The finding was not that these agents had a bug. It was that giving an AI agent tools and secrets in the same runtime that processes untrusted GitHub data is the bug.
If you run AI agents in CI/CD pipelines, this is your architecture to defend.
What Comment and Control Proved
Three Agents, One Attack Pattern
Each of the three exploits shares the same structure. An attacker submits untrusted GitHub data containing a crafted payload - a PR title, an issue body, or an issue comment. The AI agent running in GitHub Actions processes that data as part of its normal job. The payload hijacks the agent’s reasoning. The agent executes commands and exfiltrates credentials back through GitHub, where the attacker retrieves them.
sequenceDiagram
participant A as Attacker
participant GH as GitHub
participant WF as GitHub Actions Workflow
participant AI as AI Agent
participant ENV as Environment (Secrets)
A->>GH: Open PR / file issue with injection payload
GH->>WF: Trigger workflow (pull_request / issues / issue_comment)
WF->>AI: Start agent with secrets in environment
AI->>GH: Read PR title / issue body / comment
Note over AI: Payload hijacks agent context
AI->>ENV: Access ANTHROPIC_API_KEY, GITHUB_TOKEN
AI->>GH: Post stolen credentials via PR comment / issue / commit
A->>GH: Retrieve exfiltrated secrets
The universal attack chain: untrusted GitHub data enters the agent runtime, stolen credentials exit through GitHub’s own APIs.
Each vendor variant had different mechanics:
Claude Code Security Review: A malicious PR title broke the prompt context in prompts.py. The agent inherited all environment variables via subprocess, executed injected bash commands (whoami, ps auxeww), and posted ANTHROPIC_API_KEY and GITHUB_TOKEN as a PR comment. Anthropic classified this CVSS 9.4 Critical (HackerOne #3387969, $100 bounty).

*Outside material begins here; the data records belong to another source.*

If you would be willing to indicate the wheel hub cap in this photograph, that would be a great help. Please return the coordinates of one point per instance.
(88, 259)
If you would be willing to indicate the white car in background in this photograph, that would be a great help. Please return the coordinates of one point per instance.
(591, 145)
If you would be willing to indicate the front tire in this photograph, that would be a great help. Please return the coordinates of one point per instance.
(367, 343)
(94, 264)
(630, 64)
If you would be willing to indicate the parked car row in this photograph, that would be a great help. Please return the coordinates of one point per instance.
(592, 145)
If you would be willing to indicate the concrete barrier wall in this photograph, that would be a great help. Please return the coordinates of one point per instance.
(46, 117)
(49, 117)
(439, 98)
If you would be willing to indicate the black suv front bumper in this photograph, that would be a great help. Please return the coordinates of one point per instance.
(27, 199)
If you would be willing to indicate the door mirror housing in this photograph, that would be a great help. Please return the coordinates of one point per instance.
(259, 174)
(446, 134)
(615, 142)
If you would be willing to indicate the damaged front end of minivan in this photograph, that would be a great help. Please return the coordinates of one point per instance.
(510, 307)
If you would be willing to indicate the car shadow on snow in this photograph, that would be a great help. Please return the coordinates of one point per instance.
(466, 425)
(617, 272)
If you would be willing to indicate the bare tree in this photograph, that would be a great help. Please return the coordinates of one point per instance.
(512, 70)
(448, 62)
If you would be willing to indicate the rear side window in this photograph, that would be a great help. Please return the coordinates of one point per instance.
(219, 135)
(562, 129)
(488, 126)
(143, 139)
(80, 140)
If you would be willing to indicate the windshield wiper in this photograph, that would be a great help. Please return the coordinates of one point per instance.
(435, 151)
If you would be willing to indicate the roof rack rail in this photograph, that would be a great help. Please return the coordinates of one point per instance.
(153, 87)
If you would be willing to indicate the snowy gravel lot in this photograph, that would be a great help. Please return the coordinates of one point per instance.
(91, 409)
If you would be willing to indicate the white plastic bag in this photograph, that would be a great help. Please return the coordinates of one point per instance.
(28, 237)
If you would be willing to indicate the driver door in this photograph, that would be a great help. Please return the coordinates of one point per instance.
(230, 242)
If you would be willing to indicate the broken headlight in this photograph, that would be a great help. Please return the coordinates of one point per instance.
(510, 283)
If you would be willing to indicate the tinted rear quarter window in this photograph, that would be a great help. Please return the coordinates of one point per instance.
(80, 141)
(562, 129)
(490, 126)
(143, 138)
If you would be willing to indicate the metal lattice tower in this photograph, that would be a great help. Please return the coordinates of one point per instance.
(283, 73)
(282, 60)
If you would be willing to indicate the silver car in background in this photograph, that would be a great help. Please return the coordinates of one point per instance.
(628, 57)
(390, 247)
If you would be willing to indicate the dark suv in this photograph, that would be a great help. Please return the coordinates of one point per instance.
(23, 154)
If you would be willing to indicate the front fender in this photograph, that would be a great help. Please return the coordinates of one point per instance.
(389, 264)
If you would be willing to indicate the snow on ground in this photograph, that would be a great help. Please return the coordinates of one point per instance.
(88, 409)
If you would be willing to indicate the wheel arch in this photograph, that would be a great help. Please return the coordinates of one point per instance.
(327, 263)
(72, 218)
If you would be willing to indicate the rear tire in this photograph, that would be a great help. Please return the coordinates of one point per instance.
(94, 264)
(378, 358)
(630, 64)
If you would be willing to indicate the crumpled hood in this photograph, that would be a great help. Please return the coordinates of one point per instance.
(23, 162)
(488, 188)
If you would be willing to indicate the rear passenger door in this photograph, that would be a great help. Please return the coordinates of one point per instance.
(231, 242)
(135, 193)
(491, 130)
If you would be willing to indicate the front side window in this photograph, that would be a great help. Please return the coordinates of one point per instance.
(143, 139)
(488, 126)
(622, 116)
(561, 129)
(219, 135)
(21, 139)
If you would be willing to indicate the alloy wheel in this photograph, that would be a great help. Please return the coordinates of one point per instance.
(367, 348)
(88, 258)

Gemini CLI Action: An issue with a fabricated “Trusted Content Section” in its body caused the agent to treat the injected section as legitimate context and post GEMINI_API_KEY publicly as an issue comment. Google paid $1,337 via VRP (#1609699).
GitHub Copilot Agent: An issue contained visible benign text plus a hidden HTML comment with the payload. The victim assigned the issue to Copilot, seeing only the innocent surface. Copilot parsed the full markdown, ran ps auxeww | base64 -w0 > running-environment-checkmark.txt, created a PR containing the file, and the attacker decoded GITHUB_TOKEN, GITHUB_COPILOT_API_TOKEN, GITHUB_PERSONAL_ACCESS_TOKEN, and COPILOT_JOB_NONCE. GitHub’s three runtime defenses were all bypassed. Base64 encoding defeated secret scanning. github.com itself was the exfiltration channel, whitelisted by the network firewall. GitHub classified this as “a known architectural limitation” and paid $500 (HackerOne #3544297).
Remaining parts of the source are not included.